So helfen Rostocks Freiwillige Geflüchteten zurück ins Leben

Bereits seit Beginn der russischen Invasion organisiert das Deutsch-Ukrainische Kulturzentrum Mahnwachen, sammelt Spenden, informiert über die dramatische Lage vor Ort. Nun hat der Verein eine Anlaufstelle für ukrainische Geflüchtete in der Hansestadt geschaffen. Kritik gibt es an der Stadtverwaltung.

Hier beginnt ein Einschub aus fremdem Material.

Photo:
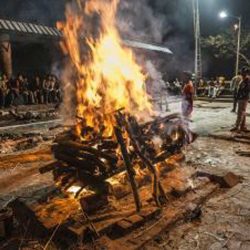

Der Geruch von Kaffee liegt in der Luft. In der Küche schneiden Frauen Obst, hinter der Eingangstür herrscht reges Treiben. Deutsch, ukrainisch, russisch – was hier zusammenfindet, ist improvisiert, steckt in den Kinderschuhen und ist ein bisschen auch das Resultat einer glücklichen Fügung. An deren Ende stehen das Deutsch-Ukrainische Kulturzentrum und die Schicksale unzähliger Bedürftiger, welcher es sich annimmt.

Es herrscht noch immer Krieg in der Ukraine. Krieg an einem Ort, der hier Heimat genannt wird. Unterstützung erfahren die Helfenden dabei von der Initiative „Rostock hilft“, die es dem Verein ermöglicht hat, eine Anlaufstelle für vor dem Krieg geflüchtete Menschen im Herzen der Kröpeliner-Tor-Vorstadt zu eröffnen.

Die Freiwillige Galina Kaye arbeitet heute ihre erste Schicht im neuen Büro. Sie hat die Ukraine bereits vor dreißig Jahren verlassen und ist Mitglied im Vorstand des Kulturzentrums. „Wir machen hier eigentlich nur erste Hilfe und sind überglücklich, dass wir von der Bevölkerung so viel Unterstützung erfahren haben und nun in einem eigenen Büro den Menschen helfen können“, so Kaye.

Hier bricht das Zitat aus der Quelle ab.